Nonetheless, for many businesses, such as TechPro, it is their intellectual property which makes them stand out from their competitors. This intellectual property is kept in computer memory where there are possibilities of corruption, deletion, damage or theft. Hence, a DRP works as an insurance policy to preserve these intangible assets, along with the computer hardware and the servers.
TechPro recognizes that software is a primary tool for all the lines of business. It understands the need for specific protective steps to be for protecting the investment and ensuring maximal business and functionality continuity at the occurrence of a disaster.
Key assets are identified and the effect of loss of each asset on business is identified first, while creating DRP or Business Continuity plan of TechPro. This activity is performed regularly in the company’s security policy engagement and DRP workshop. This activity helps in determining the appropriate security needed for every identified.
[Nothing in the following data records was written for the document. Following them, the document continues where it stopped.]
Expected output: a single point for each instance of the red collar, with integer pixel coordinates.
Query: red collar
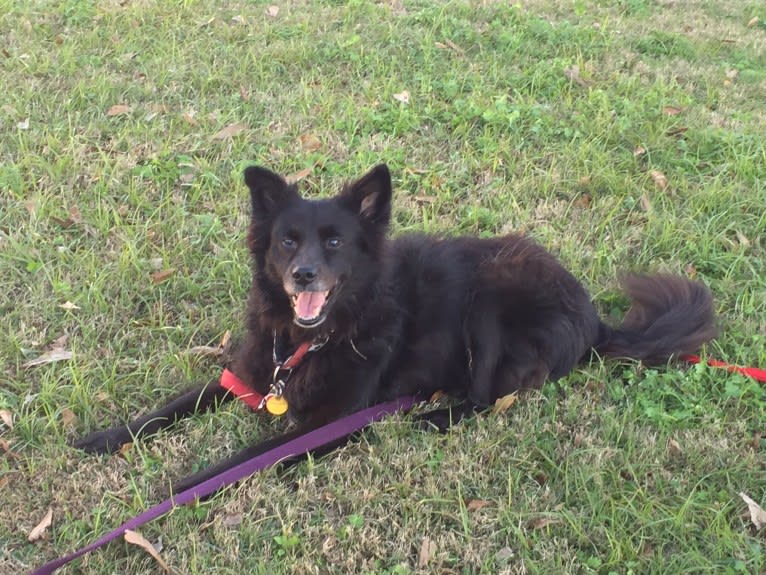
(282, 371)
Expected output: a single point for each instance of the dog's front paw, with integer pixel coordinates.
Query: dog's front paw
(104, 441)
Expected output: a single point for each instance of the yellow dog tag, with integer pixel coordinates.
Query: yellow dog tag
(276, 405)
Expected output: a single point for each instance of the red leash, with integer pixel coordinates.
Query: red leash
(754, 372)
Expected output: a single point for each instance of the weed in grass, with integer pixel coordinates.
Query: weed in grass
(495, 137)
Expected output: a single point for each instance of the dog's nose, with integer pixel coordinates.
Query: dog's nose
(304, 275)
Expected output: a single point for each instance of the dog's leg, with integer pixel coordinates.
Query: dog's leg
(199, 399)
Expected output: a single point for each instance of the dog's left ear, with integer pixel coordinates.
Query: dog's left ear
(370, 196)
(268, 190)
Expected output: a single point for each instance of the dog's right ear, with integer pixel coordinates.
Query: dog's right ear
(268, 190)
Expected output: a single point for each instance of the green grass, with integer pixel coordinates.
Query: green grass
(582, 477)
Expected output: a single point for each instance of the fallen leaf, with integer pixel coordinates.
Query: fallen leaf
(232, 520)
(674, 448)
(163, 275)
(230, 131)
(60, 342)
(742, 239)
(646, 205)
(757, 514)
(51, 356)
(476, 504)
(125, 449)
(135, 538)
(118, 109)
(309, 142)
(505, 554)
(206, 350)
(573, 73)
(583, 201)
(427, 550)
(543, 522)
(436, 396)
(659, 179)
(403, 97)
(298, 176)
(503, 404)
(68, 417)
(39, 530)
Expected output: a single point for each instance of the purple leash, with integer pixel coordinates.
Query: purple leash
(303, 444)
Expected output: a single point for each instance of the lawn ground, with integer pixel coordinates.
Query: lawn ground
(625, 135)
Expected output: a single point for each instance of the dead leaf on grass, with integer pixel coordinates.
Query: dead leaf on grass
(674, 448)
(646, 205)
(39, 530)
(309, 142)
(7, 418)
(403, 97)
(232, 520)
(427, 550)
(298, 176)
(543, 522)
(742, 239)
(163, 275)
(671, 110)
(572, 73)
(68, 417)
(503, 404)
(476, 504)
(659, 179)
(50, 356)
(135, 538)
(757, 514)
(118, 110)
(230, 131)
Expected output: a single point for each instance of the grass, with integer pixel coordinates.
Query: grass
(549, 117)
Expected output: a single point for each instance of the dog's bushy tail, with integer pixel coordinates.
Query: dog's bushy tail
(669, 315)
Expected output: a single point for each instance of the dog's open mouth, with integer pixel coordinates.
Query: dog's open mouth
(310, 307)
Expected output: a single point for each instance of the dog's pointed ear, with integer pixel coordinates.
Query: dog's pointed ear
(268, 190)
(370, 196)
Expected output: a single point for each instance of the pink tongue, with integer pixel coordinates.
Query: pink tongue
(308, 304)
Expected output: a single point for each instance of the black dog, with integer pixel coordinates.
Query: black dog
(480, 318)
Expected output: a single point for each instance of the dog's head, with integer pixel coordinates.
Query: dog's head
(318, 255)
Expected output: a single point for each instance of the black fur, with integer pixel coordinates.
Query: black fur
(479, 318)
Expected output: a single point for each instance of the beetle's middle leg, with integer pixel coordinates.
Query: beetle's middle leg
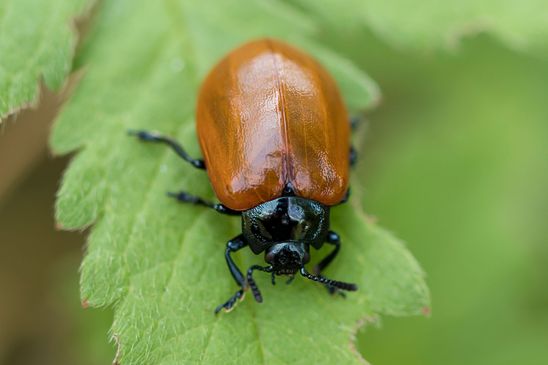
(192, 199)
(234, 245)
(146, 136)
(335, 240)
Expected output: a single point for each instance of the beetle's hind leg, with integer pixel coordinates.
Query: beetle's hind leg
(354, 122)
(146, 136)
(192, 199)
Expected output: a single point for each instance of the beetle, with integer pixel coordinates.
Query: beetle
(275, 137)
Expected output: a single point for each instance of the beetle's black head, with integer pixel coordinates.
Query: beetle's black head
(287, 258)
(285, 228)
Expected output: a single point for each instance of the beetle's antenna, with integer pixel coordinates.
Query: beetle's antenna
(251, 282)
(326, 281)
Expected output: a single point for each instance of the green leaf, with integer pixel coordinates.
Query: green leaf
(160, 264)
(522, 25)
(36, 43)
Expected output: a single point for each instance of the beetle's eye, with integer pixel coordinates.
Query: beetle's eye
(260, 231)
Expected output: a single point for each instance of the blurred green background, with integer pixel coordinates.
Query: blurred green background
(454, 161)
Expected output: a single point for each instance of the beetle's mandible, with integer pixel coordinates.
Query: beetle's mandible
(275, 137)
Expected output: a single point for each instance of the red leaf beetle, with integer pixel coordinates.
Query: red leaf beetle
(275, 137)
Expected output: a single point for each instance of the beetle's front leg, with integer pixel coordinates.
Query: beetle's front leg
(234, 245)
Some of the examples of assets considered are:
- Accounting or ERP System and related parts (order entry, inventory, warehouse management, etc.);
- Files and Documents on your Local Area Network;
- Product Designs and Specifications (written/electronic);
- Business Strategy Documents (written/electronic);
- Facilities and Fixed Assets;
- Paper Files and Documents;
- Cash and Valuables on Premise;
- Employee Knowledge and Staff Expertise (human resources);
- Product Inventory and Raw Materials.
Secondly, it is essential to evaluate threats against the business as well as each asset. For instance, organizations that are geographically diverse have a wider range of threats based on this.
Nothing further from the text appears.